La era de la cristiandad

Las luchas por el poder en Roma, que debilitaron progresivamente el Imperio, tuvieron su impacto en la Hispania romana. Roma intentó defender sus fronteras hispanas y expulsar a los invasores con la ayuda de otro pueblo germánico, los visigodos, quienes entraron en el territorio desde lo que ahora es Francia en el año 411. El final del Imperio también coincidió con la rápida extensión del cristianismo en la península.

La conquista de Al-Ándalus

 Mas tarde llegarían los árabes con la conquista de lo que ellos denominaban Al-Ándalus. Fue pasar del reino visigodo al califato de Córdoba. Cerca de ocho siglos, desde el año 711 hasta 1492 de ocupación sirvieron para que estos introdujeran mucha de su cultura y costumbres que aun hoy día perduran. Los judíos llegaron a ella junto con las legiones romanas y su presencia aumentó como resultado de la conquista de Judea y destrucción del Segundo Templo, que incluía el Muro de las Lamentaciones, a manos del general romano Tito en el año 70 d.C. Dejando un legado histórico y cultural impresionante. Los judíos se adaptaron perfectamente a la nueva situación asimilándose a la cultura musulmana e integrándose en ella sin perder sus señas de identidad; a diferencia de los cristianos que tuvieron muchos problemas de adaptación a la cultura musulmana en la península.

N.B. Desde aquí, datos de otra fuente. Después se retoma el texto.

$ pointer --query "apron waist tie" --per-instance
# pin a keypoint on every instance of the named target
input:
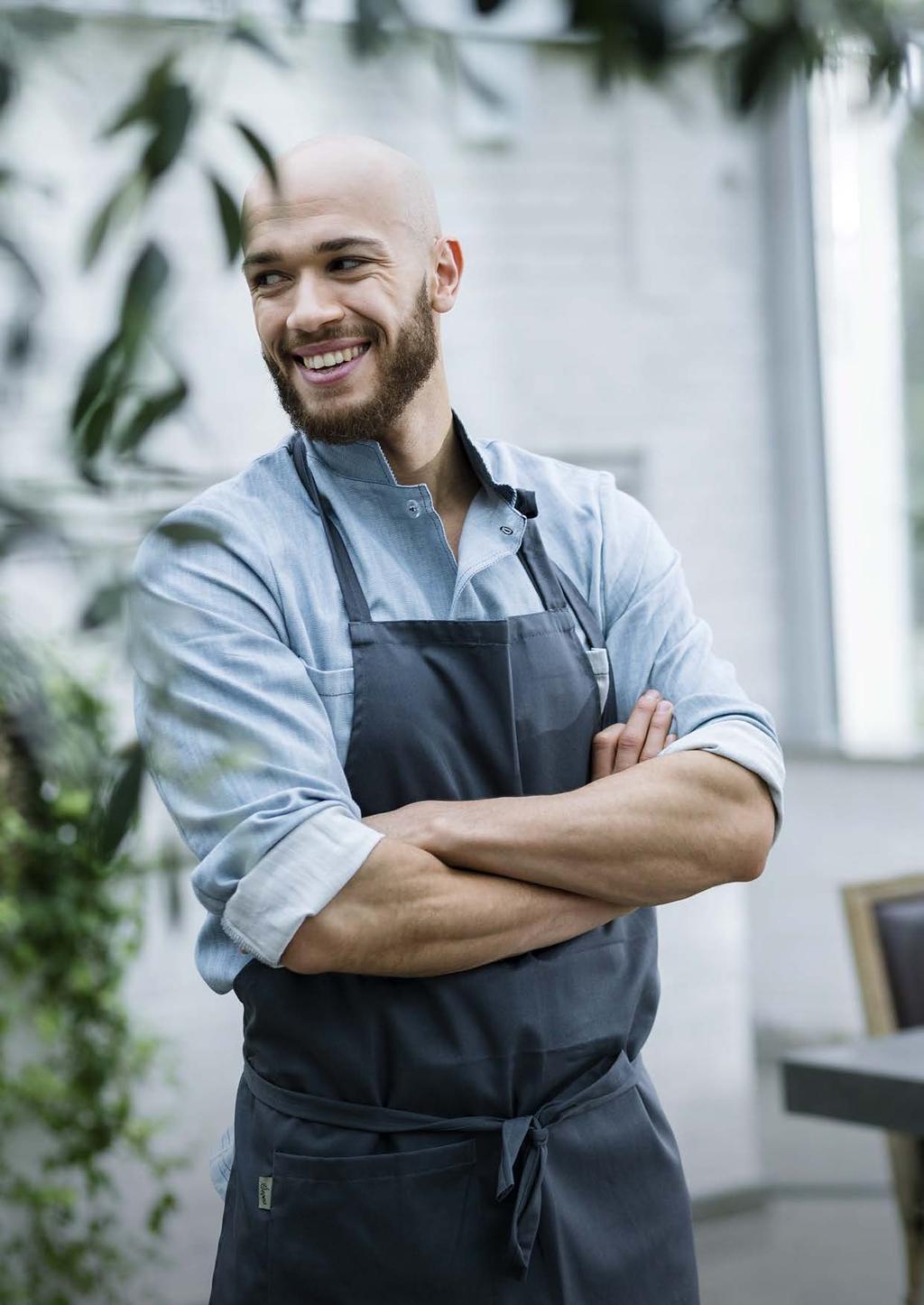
(591, 1088)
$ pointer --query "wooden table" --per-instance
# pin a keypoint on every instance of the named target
(876, 1081)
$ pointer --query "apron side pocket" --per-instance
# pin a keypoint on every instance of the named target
(392, 1228)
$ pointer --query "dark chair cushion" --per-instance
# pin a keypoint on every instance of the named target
(901, 924)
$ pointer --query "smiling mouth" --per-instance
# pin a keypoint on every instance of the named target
(328, 362)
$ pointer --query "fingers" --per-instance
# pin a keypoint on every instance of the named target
(642, 736)
(603, 751)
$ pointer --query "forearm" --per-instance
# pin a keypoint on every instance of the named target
(655, 833)
(406, 913)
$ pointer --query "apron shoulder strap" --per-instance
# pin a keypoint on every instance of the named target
(354, 597)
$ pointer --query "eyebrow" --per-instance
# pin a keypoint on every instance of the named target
(263, 256)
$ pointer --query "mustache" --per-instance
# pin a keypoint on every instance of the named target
(370, 333)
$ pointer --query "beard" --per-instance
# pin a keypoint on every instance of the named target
(401, 374)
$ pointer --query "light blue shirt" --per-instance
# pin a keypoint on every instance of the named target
(243, 663)
(245, 678)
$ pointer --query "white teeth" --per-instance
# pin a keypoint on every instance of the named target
(320, 360)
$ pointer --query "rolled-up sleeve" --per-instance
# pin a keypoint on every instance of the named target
(236, 737)
(657, 641)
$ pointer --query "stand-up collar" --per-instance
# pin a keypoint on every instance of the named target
(365, 461)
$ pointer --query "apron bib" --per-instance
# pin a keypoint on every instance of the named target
(479, 1138)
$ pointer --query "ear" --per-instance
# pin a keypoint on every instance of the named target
(447, 274)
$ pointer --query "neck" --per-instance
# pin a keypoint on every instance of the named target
(426, 452)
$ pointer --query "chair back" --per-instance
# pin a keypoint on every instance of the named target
(886, 925)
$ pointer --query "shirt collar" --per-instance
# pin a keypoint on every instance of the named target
(365, 461)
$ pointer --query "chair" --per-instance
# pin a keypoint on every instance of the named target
(886, 927)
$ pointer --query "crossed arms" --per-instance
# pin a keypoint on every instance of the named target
(457, 885)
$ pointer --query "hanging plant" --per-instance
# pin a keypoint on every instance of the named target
(69, 1059)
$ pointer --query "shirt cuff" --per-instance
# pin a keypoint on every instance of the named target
(742, 742)
(294, 880)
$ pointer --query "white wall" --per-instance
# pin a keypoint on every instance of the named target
(617, 236)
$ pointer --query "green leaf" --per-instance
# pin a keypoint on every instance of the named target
(189, 532)
(259, 149)
(6, 82)
(152, 410)
(228, 217)
(122, 807)
(143, 107)
(103, 607)
(113, 213)
(172, 119)
(249, 35)
(145, 283)
(98, 377)
(91, 435)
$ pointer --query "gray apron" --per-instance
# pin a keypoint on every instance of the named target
(478, 1138)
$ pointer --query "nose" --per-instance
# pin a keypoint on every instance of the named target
(315, 306)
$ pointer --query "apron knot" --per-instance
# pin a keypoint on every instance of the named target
(528, 1203)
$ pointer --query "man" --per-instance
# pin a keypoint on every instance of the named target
(379, 684)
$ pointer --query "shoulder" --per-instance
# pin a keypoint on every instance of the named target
(585, 495)
(239, 518)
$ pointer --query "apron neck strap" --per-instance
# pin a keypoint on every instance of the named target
(354, 597)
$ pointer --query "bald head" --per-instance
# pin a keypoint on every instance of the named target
(354, 172)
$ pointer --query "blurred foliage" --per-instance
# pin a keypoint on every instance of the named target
(69, 1061)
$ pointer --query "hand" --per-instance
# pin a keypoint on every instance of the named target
(638, 739)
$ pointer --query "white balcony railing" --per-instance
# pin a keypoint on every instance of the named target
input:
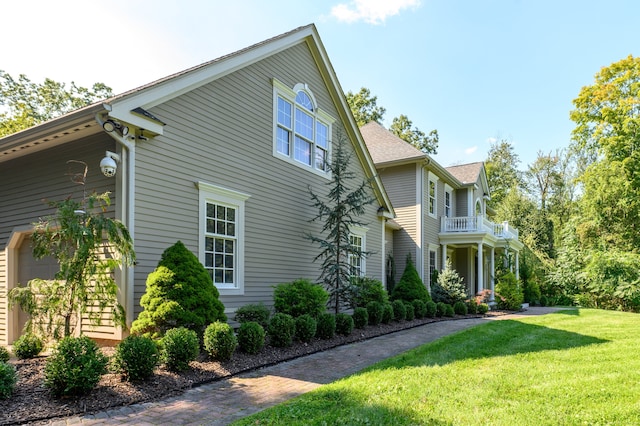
(478, 224)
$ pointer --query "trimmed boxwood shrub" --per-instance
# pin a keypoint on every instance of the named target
(399, 310)
(306, 327)
(136, 357)
(253, 312)
(180, 293)
(300, 297)
(419, 308)
(387, 313)
(8, 379)
(410, 313)
(281, 330)
(432, 309)
(180, 347)
(251, 337)
(410, 286)
(360, 317)
(27, 346)
(4, 354)
(326, 326)
(344, 324)
(75, 367)
(375, 310)
(220, 341)
(448, 311)
(460, 308)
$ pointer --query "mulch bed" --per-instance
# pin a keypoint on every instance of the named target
(32, 403)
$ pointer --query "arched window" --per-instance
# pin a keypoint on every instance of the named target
(302, 130)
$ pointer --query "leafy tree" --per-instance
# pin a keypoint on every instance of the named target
(180, 293)
(28, 103)
(339, 212)
(88, 246)
(365, 107)
(403, 128)
(502, 171)
(607, 133)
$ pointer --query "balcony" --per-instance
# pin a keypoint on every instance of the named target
(478, 224)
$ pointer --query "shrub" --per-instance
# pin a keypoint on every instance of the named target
(364, 290)
(180, 347)
(419, 308)
(27, 346)
(508, 292)
(8, 379)
(326, 326)
(375, 310)
(410, 313)
(75, 367)
(281, 330)
(399, 310)
(449, 287)
(251, 337)
(306, 326)
(344, 324)
(410, 286)
(448, 311)
(254, 312)
(4, 354)
(180, 293)
(460, 308)
(432, 309)
(220, 341)
(300, 297)
(387, 313)
(360, 317)
(136, 357)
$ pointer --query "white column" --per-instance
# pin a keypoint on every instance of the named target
(480, 268)
(493, 274)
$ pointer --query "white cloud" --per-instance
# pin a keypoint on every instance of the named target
(471, 150)
(371, 11)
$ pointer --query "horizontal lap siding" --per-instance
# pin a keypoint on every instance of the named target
(222, 134)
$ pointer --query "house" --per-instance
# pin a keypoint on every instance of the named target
(441, 213)
(236, 142)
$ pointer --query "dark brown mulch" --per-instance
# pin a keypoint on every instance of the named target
(31, 402)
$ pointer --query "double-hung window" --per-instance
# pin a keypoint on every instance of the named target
(222, 237)
(302, 130)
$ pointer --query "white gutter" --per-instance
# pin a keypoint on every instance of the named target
(127, 186)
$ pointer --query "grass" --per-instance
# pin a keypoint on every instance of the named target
(575, 367)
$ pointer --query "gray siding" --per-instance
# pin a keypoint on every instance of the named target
(222, 134)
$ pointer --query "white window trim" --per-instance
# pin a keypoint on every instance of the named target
(220, 195)
(432, 178)
(289, 94)
(360, 231)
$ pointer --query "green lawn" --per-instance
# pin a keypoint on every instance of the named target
(575, 367)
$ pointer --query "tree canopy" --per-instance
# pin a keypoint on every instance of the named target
(24, 104)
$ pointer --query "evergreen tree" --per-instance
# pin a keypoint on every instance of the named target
(339, 213)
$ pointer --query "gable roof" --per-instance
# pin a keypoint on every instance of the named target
(386, 148)
(126, 106)
(467, 173)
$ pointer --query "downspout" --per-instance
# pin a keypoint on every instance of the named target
(127, 206)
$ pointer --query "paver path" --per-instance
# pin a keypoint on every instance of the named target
(222, 402)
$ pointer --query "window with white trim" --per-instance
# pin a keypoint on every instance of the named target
(222, 236)
(301, 129)
(356, 256)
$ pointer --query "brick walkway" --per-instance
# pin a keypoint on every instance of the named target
(222, 402)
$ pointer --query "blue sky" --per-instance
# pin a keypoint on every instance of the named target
(475, 70)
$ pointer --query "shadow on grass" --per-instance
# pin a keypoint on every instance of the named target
(493, 339)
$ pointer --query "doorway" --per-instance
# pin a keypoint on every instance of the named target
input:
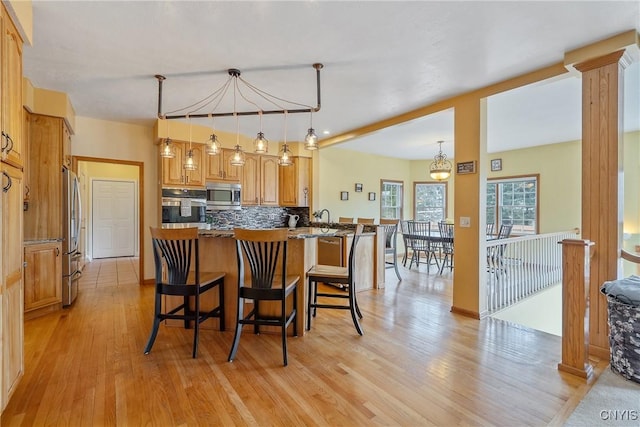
(89, 168)
(114, 219)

Pasando por la reconquista, período de la historia de la península ibérica de aproximadamente 780 años entre la conquista omeya de Hispania,

Edad Media

A partir del año 476 con la caída del imperio romano, entra un periodo de la historia bastante oscuro, me refiero a la edad media, que comprende desde el siglo V hasta el siglo XV, después del descubrimiento de América el 12 de octubre de 1492 por Cristóbal Colon. La Reina Isabel la Católica le encomendó y financió para emprender dicha empresa, pues Portugal estaba detrás de la misma aventura: el enviar naves para el descubrimiento del llamado nuevo mundo.

Y desde entonces hasta nuestros días, España se ha ido conformando como un crisol de culturas arraigadas desde tiempos inmemoriales, pero con una significación que marca la diferencia absoluta, sobre todo desde la unión de todos los reinos españoles por los Reyes Católicos, el verdadero comienzo como nación.

La edad moderna

La Edad Moderna comienza con el reinado de los reyes Católicos, Isabel I de Castilla y Fernando II de Aragón (1469-1504/1516) y finaliza con la guerra de la Independencia (1808-1814). De aquí se da paso a la edad actual o contemporánea.

El presente

Después del ataque furibundo contra la nación española donde es atacada todos los días por este infame gobierno, con toda la «banda» de delincuentes, falsarios y repugnantes enemigos de nuestra patria, es hora de levantar la voz. Ahora más que nunca es el momento de reivindicar los sentimientos más auténticos que emanan de los valores más puros de nuestros genes, heredados de nuestros ancestros, de aquellos conquistadores, de aquellos almirantes, soldados, de aquellos virtuosos estrategas y valientes españoles que dieron la vida por España quedando grabado a fuego su valor en los anales de nuestra historia.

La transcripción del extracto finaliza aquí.